Exclusion criteria- Any type of known postural deformities; any history of recent injury/trauma or accident; Spinal surgery or any other surgery in any part of the body; any neurologic disorders. Pregnant and severely fallen ill recently (including SARS-COV-2 infection).
Procedure- Pilot study was performed and web based, self-designed questionnaire was validated. Institutional ethical approval was taken. Participants were asked to fill the questionnaire via social media to evaluate severity by self-assessing their experience of MSK pain, work conditions and physical activity. Descriptive analysis was done.

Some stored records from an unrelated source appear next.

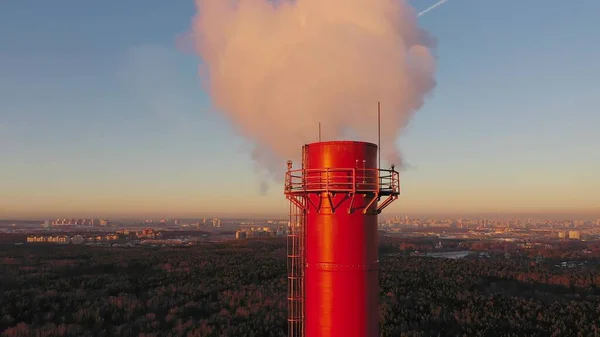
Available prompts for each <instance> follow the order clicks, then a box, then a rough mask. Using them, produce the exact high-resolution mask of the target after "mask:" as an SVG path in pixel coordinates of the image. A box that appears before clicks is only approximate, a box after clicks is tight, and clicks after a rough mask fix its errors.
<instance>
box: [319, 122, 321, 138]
mask: <svg viewBox="0 0 600 337" xmlns="http://www.w3.org/2000/svg"><path fill="white" fill-rule="evenodd" d="M320 142H321V122H319V143H320Z"/></svg>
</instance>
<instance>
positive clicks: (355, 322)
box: [285, 141, 399, 337]
mask: <svg viewBox="0 0 600 337" xmlns="http://www.w3.org/2000/svg"><path fill="white" fill-rule="evenodd" d="M377 149H378V148H377V145H375V144H372V143H365V142H351V141H332V142H319V143H312V144H308V145H305V146H304V148H303V162H302V169H298V170H292V164H291V162H288V172H287V175H286V182H285V194H286V197H287V198H288V199H289V200H290V226H289V236H288V280H289V282H288V286H289V289H288V292H289V294H288V295H289V296H288V298H289V331H288V336H290V337H304V336H309V337H325V336H327V337H337V336H339V337H342V336H343V337H376V336H379V319H378V317H379V281H378V270H379V258H378V252H377V246H378V232H377V215H378V214H379V213H380V212H381V210H382V209H383V208H385V207H386V206H387V205H389V204H390V203H391V202H392V201H394V200H395V199H396V198H397V197H398V195H399V180H398V173H397V172H395V171H394V169H393V168H392V169H391V170H381V169H379V168H378V167H377V165H378V164H377V159H378V156H377ZM381 197H385V200H383V201H382V202H381V203H379V201H380V200H381Z"/></svg>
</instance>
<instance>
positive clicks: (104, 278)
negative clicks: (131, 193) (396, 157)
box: [0, 238, 600, 337]
mask: <svg viewBox="0 0 600 337" xmlns="http://www.w3.org/2000/svg"><path fill="white" fill-rule="evenodd" d="M285 244H286V243H285V240H284V239H280V238H271V239H250V240H237V241H230V242H222V243H208V242H207V243H200V244H198V245H195V246H192V247H181V248H168V247H162V248H128V249H127V248H104V247H88V246H79V245H65V246H58V245H22V246H14V245H2V246H1V247H0V303H1V306H0V335H1V336H2V337H14V336H40V337H41V336H139V337H142V336H145V337H149V336H188V337H192V336H256V337H258V336H273V337H278V336H286V334H287V326H286V314H287V307H286V285H287V283H286V279H285V273H286V260H285V255H286V252H285V251H286V247H285ZM403 245H404V246H406V242H399V241H398V242H394V241H388V242H383V243H382V245H381V247H380V267H381V270H380V285H381V287H380V309H379V311H380V324H381V329H380V331H381V336H390V337H391V336H406V337H408V336H411V337H413V336H434V337H435V336H457V337H463V336H469V337H471V336H506V337H509V336H540V337H542V336H544V337H551V336H554V337H556V336H599V335H600V332H599V331H598V329H599V325H600V321H599V320H598V317H600V270H599V269H598V268H597V265H596V264H595V263H593V262H594V261H592V260H589V261H584V262H585V263H582V264H581V265H578V266H576V267H574V268H559V267H556V266H555V262H552V261H545V262H543V263H540V262H539V261H534V260H533V259H531V258H528V257H527V256H524V257H522V258H511V259H507V258H505V257H504V255H501V254H498V255H493V254H492V255H491V257H490V258H485V259H483V258H477V257H474V258H466V259H459V260H450V259H434V258H427V257H419V256H407V254H405V253H404V252H403V251H402V247H403ZM476 255H477V254H475V256H476Z"/></svg>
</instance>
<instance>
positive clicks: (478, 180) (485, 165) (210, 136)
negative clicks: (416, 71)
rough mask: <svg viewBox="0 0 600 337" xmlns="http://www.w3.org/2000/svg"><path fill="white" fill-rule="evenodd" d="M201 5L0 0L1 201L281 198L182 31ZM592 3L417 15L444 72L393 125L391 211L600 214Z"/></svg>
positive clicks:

Results: On finding prevalence of MSK pain in IT professionals, 85% individuals of work from office group reported pain while15% reported no pain. work from home 100% individuals reported having MSK pain. The most prevalent body regions on which IT professionals (both groups) reported MSK pain have been the low back pain (43%), neck pain (22%) Followed by upper back pain (11%) and wrist/hand (8%). On comparing MSK pain in IT professionals of both the groups 67% work from office individuals reported having experienced more MSK pain than work from home. 43% work from home individuals reported having experienced more MSK pain than working from office.
Conclusion: The study showed 85% office going and 100% work from home IT individuals were having MSK pain. Commonest site of pain for both the groups were low back pain followed by neck pain and upper back pain. Overall, this study suggests that there is significant MSK pain in both groups. Future scope of the study is to find effect of pain on work productivity.